Dans la première d’entre elles, Hobsbawn s’attache à retracer la genèse de l’idée de « Révolution bourgeoise » qu’il place chez les penseurs libéraux de la Restauration avant même de l’attribuer à Marx. En cela, et dans le contexte de l’époque, Hobsbawn, engagé à gauche, cherche à se distinguer de la pensée « révisionniste » de François Furet.

Hobsbawn étudie ensuite les développements de la Révolution française à l’étranger. Passant bien vite sur l’Angleterre, qui n’en aurait retenu que la Terreur et l’aspect sanglant, il s’attarde sur l’Allemagne et sur la séduction un temps exercée par la Marseillaise sur les jacobins allemands puis sur les socio-démocrates, mais c’est dans la Russie soviétique que l’on trouve le plus d’admirateurs autoproclamés.
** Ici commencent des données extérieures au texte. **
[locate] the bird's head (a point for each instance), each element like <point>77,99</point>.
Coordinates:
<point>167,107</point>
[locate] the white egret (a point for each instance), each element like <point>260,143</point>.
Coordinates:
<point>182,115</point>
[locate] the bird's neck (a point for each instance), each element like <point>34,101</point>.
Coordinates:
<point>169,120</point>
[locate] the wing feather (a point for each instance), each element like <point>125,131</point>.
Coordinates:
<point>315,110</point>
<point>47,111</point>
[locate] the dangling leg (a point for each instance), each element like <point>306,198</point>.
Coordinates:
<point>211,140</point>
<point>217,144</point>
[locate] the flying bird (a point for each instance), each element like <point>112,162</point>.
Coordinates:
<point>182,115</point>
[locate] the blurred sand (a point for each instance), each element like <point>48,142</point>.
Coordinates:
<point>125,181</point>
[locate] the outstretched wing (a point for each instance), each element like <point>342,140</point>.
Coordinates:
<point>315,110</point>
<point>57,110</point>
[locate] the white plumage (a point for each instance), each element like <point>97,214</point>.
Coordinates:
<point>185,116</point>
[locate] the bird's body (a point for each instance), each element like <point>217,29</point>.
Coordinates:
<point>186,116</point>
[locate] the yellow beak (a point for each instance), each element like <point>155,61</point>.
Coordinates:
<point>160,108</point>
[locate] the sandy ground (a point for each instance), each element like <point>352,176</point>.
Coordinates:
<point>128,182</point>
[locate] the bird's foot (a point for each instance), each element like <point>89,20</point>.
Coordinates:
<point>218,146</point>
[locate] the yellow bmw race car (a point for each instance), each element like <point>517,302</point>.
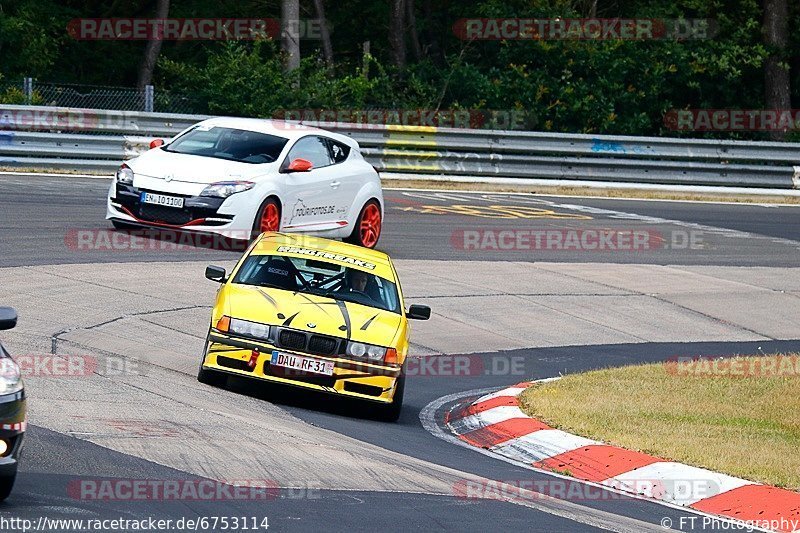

Hobsbawn démontre ainsi comment la plupart des acteurs de la Révolution russe ont voulu s’identifier à l’un des grands révolutionnaires français.

Enfin, jugeant le bicentenaire à l’aune de ce que fut le centenaire de 1889 _ boudé par les ambassadeurs de nombre de pays et un peu éclipsé par la tour Eiffel _ Hobsbawn mesure les progrès réalisés dans l’étude de la Révolution. Si le centenaire était loin d’avoir fait l’unanimité, il s’inscrivait cependant dans une IIIème République ayant définitivement reconnu la Révolution française comme fondatrice et se réclamant de ses symboles. Dès lors, l’historiographie de la Révolution pouvait véritablement commencer.

Aux armes, historiens. Deux siècles d’histoire de la Révolution française, Eric J. HOBSBAWN, La Découverte, 2007, 14,50 euros.